Poprzedni tydzień na rynkach emerging markets, ubogi w świeże informacje makroekonomiczne, zakończył się sporymi spadkami. Indeks MSCI?EM zniżkował o przeszło 1,5 proc. W konsekwencji jego wzrost, mierzony od początku roku, zmalał do 10,5 proc.
Oczywiście nie wszystkie parkiety zakończyły zeszły tydzień pod kreską. Tradycyjnie już pozytywnie na tle innych rynków wyróżniała się giełda w Buenos Aires. Zwyżkowała siódmy tydzień z rzędu. Tym razem zmiana sięgnęła 7,7 proc. Argentyński Merval ustanowił zatem kolejny historyczny rekord.

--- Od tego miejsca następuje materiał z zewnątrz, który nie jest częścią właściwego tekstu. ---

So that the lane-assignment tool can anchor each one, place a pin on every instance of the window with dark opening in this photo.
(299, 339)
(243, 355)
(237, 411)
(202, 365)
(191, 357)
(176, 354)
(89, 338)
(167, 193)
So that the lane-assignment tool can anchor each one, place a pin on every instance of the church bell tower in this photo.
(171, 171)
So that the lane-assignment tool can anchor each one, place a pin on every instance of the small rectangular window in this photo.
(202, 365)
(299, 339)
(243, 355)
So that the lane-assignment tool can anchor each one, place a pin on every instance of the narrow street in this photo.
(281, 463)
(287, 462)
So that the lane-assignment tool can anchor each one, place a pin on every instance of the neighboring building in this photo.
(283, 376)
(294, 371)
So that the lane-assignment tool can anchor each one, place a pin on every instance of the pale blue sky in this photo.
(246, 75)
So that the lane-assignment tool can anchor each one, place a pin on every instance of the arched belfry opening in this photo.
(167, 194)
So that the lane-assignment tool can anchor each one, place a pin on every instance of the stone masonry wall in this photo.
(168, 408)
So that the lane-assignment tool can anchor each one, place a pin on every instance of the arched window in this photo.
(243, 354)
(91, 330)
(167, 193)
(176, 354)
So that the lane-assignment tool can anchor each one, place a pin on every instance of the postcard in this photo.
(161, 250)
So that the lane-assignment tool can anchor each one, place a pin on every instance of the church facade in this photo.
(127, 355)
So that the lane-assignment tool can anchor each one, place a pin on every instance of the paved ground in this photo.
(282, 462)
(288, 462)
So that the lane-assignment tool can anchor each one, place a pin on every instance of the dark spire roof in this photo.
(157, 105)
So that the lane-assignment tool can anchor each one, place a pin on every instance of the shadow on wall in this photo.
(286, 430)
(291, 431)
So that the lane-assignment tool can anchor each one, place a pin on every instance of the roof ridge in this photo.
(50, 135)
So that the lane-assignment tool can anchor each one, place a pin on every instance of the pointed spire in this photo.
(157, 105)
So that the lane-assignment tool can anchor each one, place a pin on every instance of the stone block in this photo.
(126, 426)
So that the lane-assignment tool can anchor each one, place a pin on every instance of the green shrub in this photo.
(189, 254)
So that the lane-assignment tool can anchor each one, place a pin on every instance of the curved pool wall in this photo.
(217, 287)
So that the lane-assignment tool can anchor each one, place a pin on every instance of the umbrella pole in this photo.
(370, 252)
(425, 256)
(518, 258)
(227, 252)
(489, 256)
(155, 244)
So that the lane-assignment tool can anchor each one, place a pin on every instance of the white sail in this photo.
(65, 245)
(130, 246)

Od początku roku gracze obecni na tym parkiecie zarobili już przeszło 130 proc. Stopa zwrotu może imponować, jednak inwestorzy, którzy chcieliby ulokować na tamtejszej giełdzie swoje oszczędności, muszą brać pod uwagę, że Argentyna balansuje na granicy bankructwa, zmaga się z galopującą inflacją i wymaga poważnych reform gospodarczych.
Bardzo przyzwoicie, zwłaszcza na tle innych rynków rozwijających się, radziła sobie też giełda w Szanghaju. Spośród pięciu zeszłotygodniowych sesji zwyżkowała cztery razy. W sumie główny indeks tamtejszego parkietu wzrósł o blisko 0,8 proc. i znalazł się na najwyższym poziomie od roku. Zbliżył się też do szczytu z końca maja 2012 r. Jego przełamanie będzie oznaczało, że chińska giełda znajdzie się na najwyższym poziomie od lipca 2011 r.
Apetyt na chińskie akcje w ostatnich tygodniach (w ciągu kwartału giełda w Szanghaju zyskała przeszło 25 proc.) może trochę dziwić, zważywszy na liczne sygnały, że tamtejsza gospodarka ma zadyszkę, której nie są w stanie nawet zapobiec działania stymulujące podejmowane przez władze.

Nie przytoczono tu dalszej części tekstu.